The thing that throws me off is that I think of the original X-Men trilogy as being set in the present day, even though the first one came out 15 years ago.
If you look at the ages of Halle Berry and Famke Janssen, who were playing a little younger than their ages in these movies, the timeline just about lines up for Storm and Jean Gray to be in their late teens in 1983. Alan Cumming as Nightcrawler, too, for that matter. The bigger problem is X-Men: The Last Stand, the continuity of which doesn't line up at all with the prequel trilogy.
Apocalypse looked riddiculous in the early promotional photos, but his look really works for me in the trailer and the posters. A real showcase for the importance of lighting and color grading.
And man, that last shot of bald Xavier in the wheelchair at the end... He looked more like the Professor X of the comics come to life than we've ever seen before. In Patrick Stewart, they had an actor who already looked remarkably like the character he was playing. But here, they've made the actor look exactly like the character:
Best not to think too hard about the continuity in these Fox X-Men movies. Although, with Days of Future Past a new timeline was created in 1973, so everything after that can happen differently than the original timeline. For example, I'm pretty sure Apocalypse awaking and doing what he does never happened in the original timeline, it's a new event for this new timeline.

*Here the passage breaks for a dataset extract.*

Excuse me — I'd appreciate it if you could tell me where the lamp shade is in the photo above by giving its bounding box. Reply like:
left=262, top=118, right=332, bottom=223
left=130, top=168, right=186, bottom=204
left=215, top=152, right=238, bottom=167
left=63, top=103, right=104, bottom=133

The character of Angel seeming to be the same age in The Last Stand and in Apocalypse is either something they are just choosing to ignore or something that they internally explain away saying that a "different (but similar) version" of a person happened to be born at a different time in the new timeline.
But as I said, while X1, X2, FC, and DoFP (and The Wolverine) were all good to really good movies, having a clean, solid continuity is definitely not a strong point with these films. But I think the alternate timeline thing adds enough of a fudge factor in there that we can let most of that stuff go.
Mostly my feeling, too, with this and the Independence Day sequel trailer. Even the Coca-Cola/Hulk ad had the Hulk destroying buildings and public property over a tiny can of Coke. Marvel needs to find a new theme.
That looks pretty good. I hope it doesn't get lost in the crowd of Superhero movies being released this year. It's following on the heels of Civil War. I hope Cyclops gets a bigger role this time out and I'd like to see more Quicksilver too.
I'm really getting burnt out on all of the disaster porn superhero movies in recent years, as all of the franchise grapple to have the most epic scale.
One thing that continues to impress me is how well Matthew Vaughn cast X-Men: First Class, and how much mileage Singer's follow ups continue to get from those actors. Lawrence, Fassbender, McAvoy -- that's a hell of a leading trio for the fifth installment of a series. And when you look at the new additions this time around -- Oscar Isaac, Sophie Turner, Olivia Munn -- you wonder how much they were attracted to the project because of the stellar existing cast.
They need to make one of these where the heroes lose, the Earth explodes, and a stunned audience is led quietly and awkwardly to the end credits. Then the end credits explode.
Yes, I'm way past being tired of the disaster porn. Honestly, it was old upon the second viewing of Independence Day twenty years ago. (I won't be seeing the new ID4.)